= Marie Foulston =

Independent video games curator

Marie Foulston (born 1982 or 1983) is an independent video games curator. From 2015 to 2019, she was the first curator of video games at the Victoria and Albert Museum, organising the museum's first major exhibition on video games, Videogames: Design/Play/Disrupt (2018–2019).

In 2011, Foulston co-founded the UK indie game collective The Wild Rumpus, which organised international events showcasing indie games to different types of audiences.

== The Wild Rumpus ==
Foulston held jobs in film and literature and was a producer at Penguin Books before she co-founded the London-based indie game collective The Wild Rumpus in 2011. According to the group's website, Foulston, and co-founders Ricky Haggett, Richard Hogg, and v buckenham, were motivated by a desire to expose indie games to unfamiliar audiences and "to turn traditional perceptions of videogames on their head." The Wild Rumpus held parties in London, Toronto, and San Francisco, among other cities, intended to bring people together to play social and physical multiplayer video games in a nightclub environment. The group hosted more than ten events; on one occasion, it held a Johann Sebastian Joust tournament in a Cold War-era fishing vessel.

== Victoria and Albert Museum ==
After a Victoria and Albert Museum (V&A) curator viewed Foulston's presentation at the Game Developers Conference in 2014 on "Curating Video Game Culture", she went on to join the museum in the following year as its first curator of video games. Foulston worked on the museum's Rapid Response collection, which contains newer objects of creative or cultural importance. She was lead curator of the museum's first major exhibition on video games, Videogames: Design/Play/Disrupt, held from September 2018 to February 2019, which examined eight video games from the 2000s onward, a time period when it began to get easier for more people to design, distribute, and play video games due to advances in technology. Concept art, game prototypes, and larger installations were divided into the three sections: the "Design" section showcased interesting examples of video game design; "Disrupt" examined video games that provide commentary on social and political issues and push for change; and several short films on the video game community made up the "Play" section. Foulston and Kristian Volsing edited a collection of essays to accompany the exhibition.
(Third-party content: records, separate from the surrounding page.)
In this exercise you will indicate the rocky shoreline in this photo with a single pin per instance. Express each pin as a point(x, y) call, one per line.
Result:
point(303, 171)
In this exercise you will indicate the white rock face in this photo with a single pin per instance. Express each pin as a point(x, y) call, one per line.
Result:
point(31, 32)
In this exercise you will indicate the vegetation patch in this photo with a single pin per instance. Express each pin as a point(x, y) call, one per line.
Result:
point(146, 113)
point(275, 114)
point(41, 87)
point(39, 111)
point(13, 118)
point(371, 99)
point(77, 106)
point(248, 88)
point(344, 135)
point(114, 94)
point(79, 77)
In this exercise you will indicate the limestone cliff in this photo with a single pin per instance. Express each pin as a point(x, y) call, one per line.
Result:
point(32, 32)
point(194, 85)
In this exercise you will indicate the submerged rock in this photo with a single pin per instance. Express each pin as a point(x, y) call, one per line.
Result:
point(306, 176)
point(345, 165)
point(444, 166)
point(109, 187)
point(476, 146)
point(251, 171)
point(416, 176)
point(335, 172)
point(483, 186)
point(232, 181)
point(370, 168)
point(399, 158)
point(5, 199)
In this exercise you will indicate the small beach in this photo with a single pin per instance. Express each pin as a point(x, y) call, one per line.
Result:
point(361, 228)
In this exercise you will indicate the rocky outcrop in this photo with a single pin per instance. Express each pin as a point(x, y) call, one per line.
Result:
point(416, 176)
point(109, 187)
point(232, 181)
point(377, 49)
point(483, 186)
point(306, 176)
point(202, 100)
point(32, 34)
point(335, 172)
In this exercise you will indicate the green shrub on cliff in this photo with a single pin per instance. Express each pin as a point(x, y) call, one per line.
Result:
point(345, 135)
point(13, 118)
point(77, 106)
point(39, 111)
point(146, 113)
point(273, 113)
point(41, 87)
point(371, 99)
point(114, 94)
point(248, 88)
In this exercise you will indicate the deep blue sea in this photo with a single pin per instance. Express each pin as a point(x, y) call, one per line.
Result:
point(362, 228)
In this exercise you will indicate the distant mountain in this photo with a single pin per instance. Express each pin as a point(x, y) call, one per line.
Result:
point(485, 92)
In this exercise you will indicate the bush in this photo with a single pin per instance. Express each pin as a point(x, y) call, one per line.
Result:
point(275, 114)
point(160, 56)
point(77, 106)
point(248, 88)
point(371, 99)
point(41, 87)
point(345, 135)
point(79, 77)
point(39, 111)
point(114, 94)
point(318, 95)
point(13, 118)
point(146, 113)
In a review of Videogames in The Times, Tom Whipple wrote that the exhibition went "some way" in giving the "oft‑derided art" the attention it deserves, though he felt it lacked more popular video games. The Daily Telegraph art critic Mark Hudson gave the exhibition three out of five stars, and criticised the exhibition's lack of interactivity and focus on the "politically aware cutting-edge" of video games. Hudson felt that, despite the shortcomings, the exhibition was a "visually spectacular, mind-opening view" into an "alien world" for a "games sceptic" like himself. The Guardian video games editor Keza MacDonald gave the exhibition five stars, writing that the exhibition showcases video games not as media outlets have traditionally viewed them, but as gamers have, as a "multifarious art form" and "force for change."
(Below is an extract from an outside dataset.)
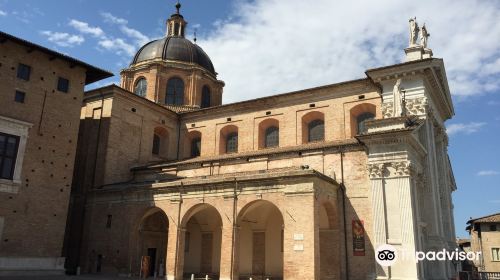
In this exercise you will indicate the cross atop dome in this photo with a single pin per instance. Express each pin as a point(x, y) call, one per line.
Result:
point(178, 7)
point(176, 25)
Foulston left the V&A in 2019.

== Independent curator ==
Foulston was a panel speaker at the experimental games festival, Now Play This, held at Somerset House in 2019, and was named guest director of its 2020 iteration.

Foulston directed a documentary, The Grannies, created with content from Red Dead Redemption 2. In a format similar to a travel documentary, The Grannies follows a group of Melbourne artists exploring places in the game that the game developer did not intend players access. Originally commissioned for Now Play This 2020 in the format of a "multi-channel installation film", it was screened as a short film at the 2021 International Documentary Film Festival Amsterdam, the London Short Film Festival, and the Milan Machinima Festival, due to the COVID-19 pandemic. The ACMI in Melbourne, Australia, exhibited the documentary in its original format in 2022.

In May 2020, during the worldwide COVID-19 lockdowns, Foulston organized a "Party in a Shared Google Doc". Writing in Dezeen magazine, historian Holly Nielsen found Foulston's event to be a good example of people "repurposing existing software and systems to provide ways of interacting with each other that are more tailored to their own social needs."